Dispatches from Davos the Wannsee Conference for hedge funds:
The German crusade to do something—anything—about hedge funds continues this weekend in Essen, Germany. The finance ministers of the G7 (G8 member Russia is sitting this one out) are set to meet in the industrial western city to discuss a variety of topics, but apparently none more important than hedge funds.
German Chancellor Angela Merkel has made doing something about the systemic risks allegedly posed by the largely unregulated funds a cornerstone of her country’s presidency of the G8 this year.
In the wake of Deutsche Börse’s failed LSE courtship [of ‘05], then-Social Democratic Party leader Franz Müntefering—now vice chancellor in Merkel’s government—derisively referred to the funds as “locusts.”

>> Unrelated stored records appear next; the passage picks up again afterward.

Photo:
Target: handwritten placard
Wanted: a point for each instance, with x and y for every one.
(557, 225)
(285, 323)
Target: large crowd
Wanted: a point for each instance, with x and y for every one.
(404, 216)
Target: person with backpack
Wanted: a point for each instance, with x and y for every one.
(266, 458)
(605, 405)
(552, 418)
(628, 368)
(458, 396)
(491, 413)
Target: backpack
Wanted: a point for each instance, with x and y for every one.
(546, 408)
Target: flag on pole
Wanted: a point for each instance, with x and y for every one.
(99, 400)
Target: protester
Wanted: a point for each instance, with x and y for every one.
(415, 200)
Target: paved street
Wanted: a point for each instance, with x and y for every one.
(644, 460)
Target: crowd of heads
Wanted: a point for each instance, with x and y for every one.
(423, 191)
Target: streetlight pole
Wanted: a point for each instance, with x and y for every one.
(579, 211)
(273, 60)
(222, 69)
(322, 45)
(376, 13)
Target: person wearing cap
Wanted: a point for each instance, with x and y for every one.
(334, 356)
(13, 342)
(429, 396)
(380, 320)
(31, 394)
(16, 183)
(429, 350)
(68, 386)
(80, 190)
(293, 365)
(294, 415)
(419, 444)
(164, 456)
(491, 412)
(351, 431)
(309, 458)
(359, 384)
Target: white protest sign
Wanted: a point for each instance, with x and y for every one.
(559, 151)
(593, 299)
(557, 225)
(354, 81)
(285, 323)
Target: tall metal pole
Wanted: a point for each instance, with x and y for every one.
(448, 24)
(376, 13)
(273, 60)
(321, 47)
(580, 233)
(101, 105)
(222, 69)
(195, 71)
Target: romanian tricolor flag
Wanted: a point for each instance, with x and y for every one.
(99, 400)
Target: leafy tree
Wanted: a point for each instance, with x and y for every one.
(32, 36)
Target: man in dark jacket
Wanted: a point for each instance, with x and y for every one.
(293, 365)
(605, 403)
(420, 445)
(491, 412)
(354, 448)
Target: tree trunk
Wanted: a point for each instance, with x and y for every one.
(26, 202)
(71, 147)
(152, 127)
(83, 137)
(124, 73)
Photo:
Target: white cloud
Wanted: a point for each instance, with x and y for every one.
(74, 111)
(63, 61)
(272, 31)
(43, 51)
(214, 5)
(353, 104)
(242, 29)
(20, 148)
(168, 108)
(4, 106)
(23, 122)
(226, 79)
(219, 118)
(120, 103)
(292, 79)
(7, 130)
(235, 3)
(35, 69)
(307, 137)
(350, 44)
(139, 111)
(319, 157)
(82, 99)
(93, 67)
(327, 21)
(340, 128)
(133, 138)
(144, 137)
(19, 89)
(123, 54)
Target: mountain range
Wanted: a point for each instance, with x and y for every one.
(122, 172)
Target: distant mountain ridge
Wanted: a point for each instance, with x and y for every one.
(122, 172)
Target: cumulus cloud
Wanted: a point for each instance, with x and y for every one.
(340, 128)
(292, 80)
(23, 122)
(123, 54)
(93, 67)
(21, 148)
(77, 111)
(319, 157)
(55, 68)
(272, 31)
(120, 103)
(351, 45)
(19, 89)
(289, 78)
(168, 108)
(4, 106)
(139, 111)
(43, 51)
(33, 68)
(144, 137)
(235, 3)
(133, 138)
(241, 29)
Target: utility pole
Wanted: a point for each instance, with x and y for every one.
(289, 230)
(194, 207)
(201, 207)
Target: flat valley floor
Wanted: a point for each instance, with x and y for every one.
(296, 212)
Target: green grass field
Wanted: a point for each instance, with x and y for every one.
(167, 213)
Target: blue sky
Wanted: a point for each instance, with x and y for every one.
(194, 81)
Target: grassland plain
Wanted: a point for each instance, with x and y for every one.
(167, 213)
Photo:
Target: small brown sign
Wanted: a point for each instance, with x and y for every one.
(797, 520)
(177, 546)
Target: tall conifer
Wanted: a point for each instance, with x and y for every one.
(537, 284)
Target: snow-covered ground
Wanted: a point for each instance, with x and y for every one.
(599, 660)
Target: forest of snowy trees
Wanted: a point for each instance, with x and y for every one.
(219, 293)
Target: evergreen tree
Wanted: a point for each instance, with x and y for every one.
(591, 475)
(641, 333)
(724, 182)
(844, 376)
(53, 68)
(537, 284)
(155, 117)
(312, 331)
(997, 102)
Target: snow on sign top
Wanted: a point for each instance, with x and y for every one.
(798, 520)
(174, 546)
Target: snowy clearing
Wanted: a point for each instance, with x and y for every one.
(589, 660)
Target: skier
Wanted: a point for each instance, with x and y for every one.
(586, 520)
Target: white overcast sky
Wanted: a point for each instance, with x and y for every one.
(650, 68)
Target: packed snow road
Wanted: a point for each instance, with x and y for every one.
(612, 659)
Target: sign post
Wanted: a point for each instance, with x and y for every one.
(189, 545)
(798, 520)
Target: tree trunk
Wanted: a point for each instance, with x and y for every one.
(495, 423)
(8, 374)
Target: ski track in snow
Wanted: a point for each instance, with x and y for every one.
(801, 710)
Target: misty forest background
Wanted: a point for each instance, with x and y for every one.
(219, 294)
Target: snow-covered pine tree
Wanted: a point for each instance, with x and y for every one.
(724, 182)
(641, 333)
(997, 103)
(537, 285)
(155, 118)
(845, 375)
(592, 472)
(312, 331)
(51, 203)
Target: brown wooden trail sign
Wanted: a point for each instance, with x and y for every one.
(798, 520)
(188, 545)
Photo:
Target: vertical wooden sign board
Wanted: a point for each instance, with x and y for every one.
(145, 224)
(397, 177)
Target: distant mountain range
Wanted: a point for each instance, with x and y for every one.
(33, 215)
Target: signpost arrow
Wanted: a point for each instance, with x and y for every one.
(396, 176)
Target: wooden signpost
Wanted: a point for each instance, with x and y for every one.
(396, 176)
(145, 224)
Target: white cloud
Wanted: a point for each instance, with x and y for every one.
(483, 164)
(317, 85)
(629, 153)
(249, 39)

The outcome of the talks is uncertain. Thomas Mirow, the German deputy finance minister, has sought to play down the potential for the meeting at the Villa Hügel, the one-time seat of Krupp steel family, stressing that there will be “no far-reaching consequences.” And the Bush administration is unlikely to accept any sort of new international regulation. But, as the German magazine Der Spiegel points out, simply getting the Americans and British to agree to talk about hedge funds is something of a victory for the Germans. Greater New York and London, of course, are the world’s largest hedge fund centers, and the funds contribute a large amount to both cities’ economies.
Muentefering later recommended a law forcing hedge fund managers to wear yellow, locust-shaped patches on their suit jackets.